La rue Gauthier va de la rue Ziem à la rue Eugène Carrière. Elle suit une courbe harmonieuse et se termine par un escalier.
Ces falaises de pierre claire seraient semblables à beaucoup d'autres sans le rythme et l'ornementation de leurs façades. Gauthier n'est pas un génie de l'Art Nouveau mais il concilie habilement la tradition haussmannienne et les tendances nouvelles.
il sait que ses "clients" soucieux de leur image n'ont pas envie d'investir dans des immeubles de style "nouille" comme ils appellent l'art nouveau trop audacieux pour eux.
Mais il a le sens de l'harmonie, il sait épouser la courbure du terrain et il sait aussi varier le décor de ses immeubles même s'il fait appel à des sculpteurs sans audace.
Le 2
Le 4
Le 6
Côté pair les 2, 4 et 6.
Le 2 donne d'un côté rue Gauthier, de l'autre rue Ziem.
Côté impair, le 1 est le seul immeuble qui ne soit pas de Gauthier. Il est le seul également qui combine la souplesse de l'Art Nouveau avec des décors floraux typiques de cet art. Il est dû à Paul Marteroy et a été édifié en 1907. Cet architecte avait un plus grand renom que Gauthier. Il était architecte en chef de la ville de Paris et on lui doit plusieurs réalisations dans divers arrondissements.

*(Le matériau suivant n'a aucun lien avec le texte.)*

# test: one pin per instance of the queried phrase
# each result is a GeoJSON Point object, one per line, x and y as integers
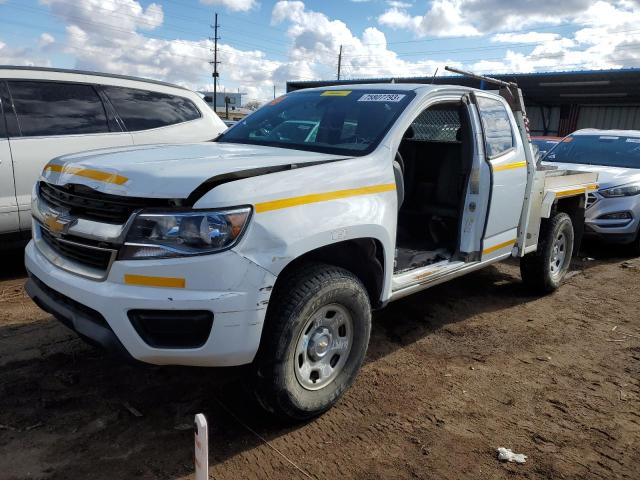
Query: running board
{"type": "Point", "coordinates": [421, 278]}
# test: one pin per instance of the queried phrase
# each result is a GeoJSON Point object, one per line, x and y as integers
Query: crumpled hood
{"type": "Point", "coordinates": [607, 176]}
{"type": "Point", "coordinates": [167, 171]}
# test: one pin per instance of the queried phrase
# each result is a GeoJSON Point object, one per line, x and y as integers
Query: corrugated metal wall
{"type": "Point", "coordinates": [551, 120]}
{"type": "Point", "coordinates": [589, 116]}
{"type": "Point", "coordinates": [618, 117]}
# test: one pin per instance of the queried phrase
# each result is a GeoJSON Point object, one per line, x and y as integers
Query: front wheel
{"type": "Point", "coordinates": [314, 341]}
{"type": "Point", "coordinates": [544, 269]}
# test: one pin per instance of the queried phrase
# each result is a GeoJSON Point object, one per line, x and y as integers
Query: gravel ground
{"type": "Point", "coordinates": [451, 374]}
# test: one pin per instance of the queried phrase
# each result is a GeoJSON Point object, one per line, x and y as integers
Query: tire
{"type": "Point", "coordinates": [635, 246]}
{"type": "Point", "coordinates": [544, 269]}
{"type": "Point", "coordinates": [315, 306]}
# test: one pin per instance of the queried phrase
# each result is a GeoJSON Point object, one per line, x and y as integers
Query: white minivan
{"type": "Point", "coordinates": [45, 113]}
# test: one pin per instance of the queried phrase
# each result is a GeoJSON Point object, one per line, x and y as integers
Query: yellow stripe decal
{"type": "Point", "coordinates": [335, 93]}
{"type": "Point", "coordinates": [577, 191]}
{"type": "Point", "coordinates": [509, 166]}
{"type": "Point", "coordinates": [164, 282]}
{"type": "Point", "coordinates": [322, 197]}
{"type": "Point", "coordinates": [88, 173]}
{"type": "Point", "coordinates": [500, 246]}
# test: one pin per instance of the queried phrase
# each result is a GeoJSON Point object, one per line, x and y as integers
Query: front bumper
{"type": "Point", "coordinates": [614, 231]}
{"type": "Point", "coordinates": [233, 288]}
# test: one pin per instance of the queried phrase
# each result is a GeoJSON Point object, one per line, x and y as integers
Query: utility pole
{"type": "Point", "coordinates": [215, 62]}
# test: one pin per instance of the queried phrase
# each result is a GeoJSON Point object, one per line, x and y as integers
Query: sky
{"type": "Point", "coordinates": [264, 43]}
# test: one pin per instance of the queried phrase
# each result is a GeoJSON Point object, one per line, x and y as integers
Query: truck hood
{"type": "Point", "coordinates": [607, 176]}
{"type": "Point", "coordinates": [169, 171]}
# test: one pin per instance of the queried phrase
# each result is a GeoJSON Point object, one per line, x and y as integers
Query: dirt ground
{"type": "Point", "coordinates": [451, 374]}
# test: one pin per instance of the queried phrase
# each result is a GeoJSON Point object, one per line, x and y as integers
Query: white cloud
{"type": "Point", "coordinates": [108, 36]}
{"type": "Point", "coordinates": [444, 18]}
{"type": "Point", "coordinates": [398, 4]}
{"type": "Point", "coordinates": [23, 56]}
{"type": "Point", "coordinates": [108, 18]}
{"type": "Point", "coordinates": [529, 37]}
{"type": "Point", "coordinates": [234, 5]}
{"type": "Point", "coordinates": [316, 40]}
{"type": "Point", "coordinates": [46, 40]}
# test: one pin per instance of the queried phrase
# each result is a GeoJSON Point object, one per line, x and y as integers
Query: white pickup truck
{"type": "Point", "coordinates": [272, 244]}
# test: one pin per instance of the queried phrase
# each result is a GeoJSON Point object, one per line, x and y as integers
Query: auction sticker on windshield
{"type": "Point", "coordinates": [381, 97]}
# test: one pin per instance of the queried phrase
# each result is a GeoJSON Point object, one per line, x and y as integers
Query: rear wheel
{"type": "Point", "coordinates": [314, 341]}
{"type": "Point", "coordinates": [544, 269]}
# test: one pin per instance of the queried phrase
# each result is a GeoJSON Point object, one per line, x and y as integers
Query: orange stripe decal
{"type": "Point", "coordinates": [322, 197]}
{"type": "Point", "coordinates": [162, 282]}
{"type": "Point", "coordinates": [88, 173]}
{"type": "Point", "coordinates": [499, 246]}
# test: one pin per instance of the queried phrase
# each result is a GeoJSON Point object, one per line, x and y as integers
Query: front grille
{"type": "Point", "coordinates": [85, 254]}
{"type": "Point", "coordinates": [84, 202]}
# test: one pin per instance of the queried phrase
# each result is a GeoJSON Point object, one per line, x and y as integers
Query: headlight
{"type": "Point", "coordinates": [162, 235]}
{"type": "Point", "coordinates": [621, 191]}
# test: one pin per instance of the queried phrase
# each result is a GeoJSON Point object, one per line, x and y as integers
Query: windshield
{"type": "Point", "coordinates": [606, 150]}
{"type": "Point", "coordinates": [340, 122]}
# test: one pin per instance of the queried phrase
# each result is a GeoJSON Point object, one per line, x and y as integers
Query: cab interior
{"type": "Point", "coordinates": [432, 170]}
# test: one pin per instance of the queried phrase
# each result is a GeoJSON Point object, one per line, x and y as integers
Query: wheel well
{"type": "Point", "coordinates": [574, 207]}
{"type": "Point", "coordinates": [364, 257]}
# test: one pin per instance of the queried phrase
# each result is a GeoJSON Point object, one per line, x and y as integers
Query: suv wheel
{"type": "Point", "coordinates": [314, 341]}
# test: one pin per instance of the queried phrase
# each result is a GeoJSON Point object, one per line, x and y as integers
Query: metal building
{"type": "Point", "coordinates": [557, 102]}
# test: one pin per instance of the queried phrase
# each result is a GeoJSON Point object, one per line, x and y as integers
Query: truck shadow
{"type": "Point", "coordinates": [12, 264]}
{"type": "Point", "coordinates": [118, 420]}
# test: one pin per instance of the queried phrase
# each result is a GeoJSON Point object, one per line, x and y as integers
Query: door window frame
{"type": "Point", "coordinates": [14, 131]}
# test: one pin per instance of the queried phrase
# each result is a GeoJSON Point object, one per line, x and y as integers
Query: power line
{"type": "Point", "coordinates": [215, 62]}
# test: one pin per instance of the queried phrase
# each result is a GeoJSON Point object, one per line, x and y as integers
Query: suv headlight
{"type": "Point", "coordinates": [198, 232]}
{"type": "Point", "coordinates": [621, 191]}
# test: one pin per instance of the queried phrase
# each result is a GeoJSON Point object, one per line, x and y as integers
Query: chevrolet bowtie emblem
{"type": "Point", "coordinates": [58, 222]}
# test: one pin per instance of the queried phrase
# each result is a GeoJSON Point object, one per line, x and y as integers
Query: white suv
{"type": "Point", "coordinates": [45, 113]}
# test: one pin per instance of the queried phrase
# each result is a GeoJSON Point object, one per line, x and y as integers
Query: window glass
{"type": "Point", "coordinates": [55, 108]}
{"type": "Point", "coordinates": [143, 110]}
{"type": "Point", "coordinates": [608, 150]}
{"type": "Point", "coordinates": [497, 126]}
{"type": "Point", "coordinates": [340, 122]}
{"type": "Point", "coordinates": [437, 124]}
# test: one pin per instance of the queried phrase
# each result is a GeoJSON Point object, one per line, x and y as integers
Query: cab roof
{"type": "Point", "coordinates": [389, 86]}
{"type": "Point", "coordinates": [613, 133]}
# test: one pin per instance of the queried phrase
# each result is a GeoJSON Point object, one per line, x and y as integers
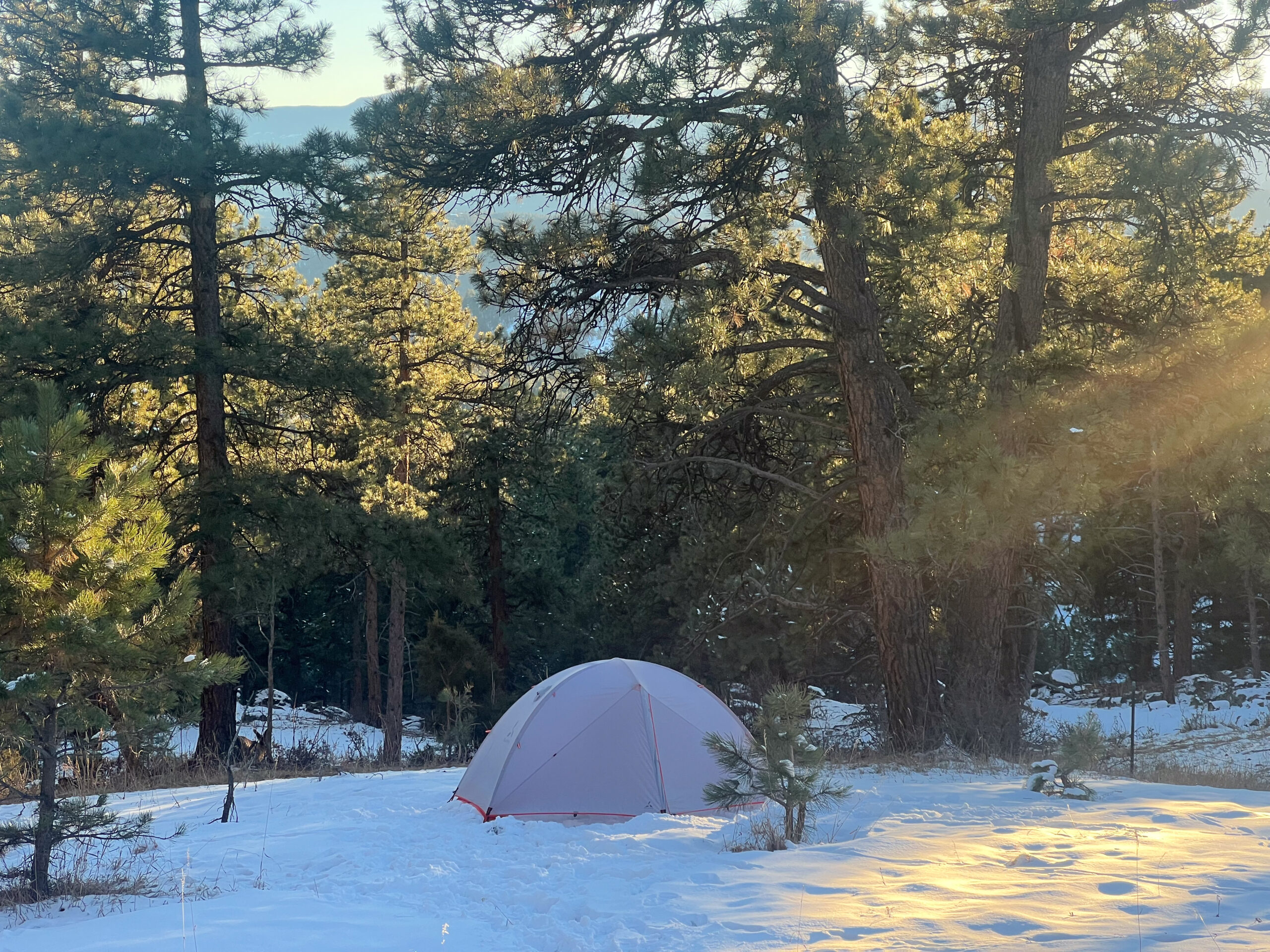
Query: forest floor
{"type": "Point", "coordinates": [935, 860]}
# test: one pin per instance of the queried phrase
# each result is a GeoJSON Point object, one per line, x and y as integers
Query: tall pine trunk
{"type": "Point", "coordinates": [1250, 595]}
{"type": "Point", "coordinates": [1184, 595]}
{"type": "Point", "coordinates": [218, 725]}
{"type": "Point", "coordinates": [1160, 591]}
{"type": "Point", "coordinates": [371, 606]}
{"type": "Point", "coordinates": [497, 592]}
{"type": "Point", "coordinates": [988, 687]}
{"type": "Point", "coordinates": [872, 391]}
{"type": "Point", "coordinates": [397, 667]}
{"type": "Point", "coordinates": [46, 808]}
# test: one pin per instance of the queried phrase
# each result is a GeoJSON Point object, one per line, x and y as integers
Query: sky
{"type": "Point", "coordinates": [353, 69]}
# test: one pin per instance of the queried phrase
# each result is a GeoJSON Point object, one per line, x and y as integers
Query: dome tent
{"type": "Point", "coordinates": [604, 740]}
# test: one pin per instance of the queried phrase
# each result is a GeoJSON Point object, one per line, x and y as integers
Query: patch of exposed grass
{"type": "Point", "coordinates": [1187, 776]}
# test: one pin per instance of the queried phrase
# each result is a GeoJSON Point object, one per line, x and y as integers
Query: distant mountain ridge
{"type": "Point", "coordinates": [289, 125]}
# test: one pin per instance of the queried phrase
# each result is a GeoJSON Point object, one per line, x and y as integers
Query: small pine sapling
{"type": "Point", "coordinates": [783, 766]}
{"type": "Point", "coordinates": [92, 644]}
{"type": "Point", "coordinates": [1082, 747]}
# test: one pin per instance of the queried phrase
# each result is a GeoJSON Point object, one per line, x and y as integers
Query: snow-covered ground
{"type": "Point", "coordinates": [327, 730]}
{"type": "Point", "coordinates": [939, 861]}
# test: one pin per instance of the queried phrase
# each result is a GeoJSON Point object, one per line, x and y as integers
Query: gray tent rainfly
{"type": "Point", "coordinates": [605, 740]}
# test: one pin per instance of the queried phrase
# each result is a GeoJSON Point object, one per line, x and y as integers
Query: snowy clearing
{"type": "Point", "coordinates": [917, 862]}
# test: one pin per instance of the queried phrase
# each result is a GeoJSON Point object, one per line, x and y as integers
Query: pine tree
{"type": "Point", "coordinates": [658, 128]}
{"type": "Point", "coordinates": [388, 295]}
{"type": "Point", "coordinates": [783, 766]}
{"type": "Point", "coordinates": [91, 642]}
{"type": "Point", "coordinates": [117, 106]}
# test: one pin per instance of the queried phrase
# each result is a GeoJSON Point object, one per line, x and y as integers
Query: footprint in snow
{"type": "Point", "coordinates": [1115, 888]}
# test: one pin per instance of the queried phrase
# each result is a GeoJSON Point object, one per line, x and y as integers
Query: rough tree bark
{"type": "Point", "coordinates": [397, 665]}
{"type": "Point", "coordinates": [1184, 595]}
{"type": "Point", "coordinates": [872, 393]}
{"type": "Point", "coordinates": [46, 808]}
{"type": "Point", "coordinates": [987, 690]}
{"type": "Point", "coordinates": [1157, 565]}
{"type": "Point", "coordinates": [497, 591]}
{"type": "Point", "coordinates": [216, 728]}
{"type": "Point", "coordinates": [371, 607]}
{"type": "Point", "coordinates": [1250, 595]}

Les 3, 5 et 7. Une belle unité et un sens de l'harmonie… cette rue Gauthier aussi calme qu'une impasse est un havre paisible à deux pas de l'animation du boulevard de Clichy….
L'artère débouche sur la rue Ziem dont tous les immeubles sont l'œuvre d'Armand Gauthier.
La rue porte le nom de Félix Ziem (1821-1911) un peintre qui fit partie de l'école de Barbizon avant de consacrer l'essentiel de son œuvre à Venise dont il fut amoureux. Il y a dans ses toiles une lumière onirique et on comprend en voyant certaines e ses toiles qu'il ait pu être considéré comme un des précurseurs de l'Impressionnisme.
Entre le 2 (à droite) et le 1
Le début de la rue entre le 1 et le 2 a fière allure avec ses immeubles comme des proues de navire!
2 bis
Le 4
Le 6
Le 8
Le 8 est un des plus beaux avec ses sculptures plus originales, ses consoles florales et animales à la fois.
Le 12
Le 12 est le dernier immeuble côté pair. Il est théâtral et termine en beauté ce côté.
On voit que tous ses immeubles au décor varié sont assez sages par rapport au délire poétique du modern style. Mais ils sont aujourd'hui un témoignage du goût d'une époque qui considérait que la beauté des façades était une obligation, un hommage à la ville, à tous les passants occasionnels.
Coté impair, les 3, 5, 7 et 9.
La rue avant de se jeter dans la rue Eugène Carrière, se termine par la place Nattier (Jean-Marc Nattier, portraitiste du XVIIIème siècle).
Nous arrivons ensuite dans le rue Eugène Carrière, peintre lui aussi, spécialiste de la mère et de l'enfant, dans une palette ocre et trouble. Il a sa statue sur la place qui s'appelle depuis un an place Nougaro.
Mais c'est un étrange personnage qui nous dit aurevoir au moment où nous nous éloignons de ces rues harmonieuses et cossues.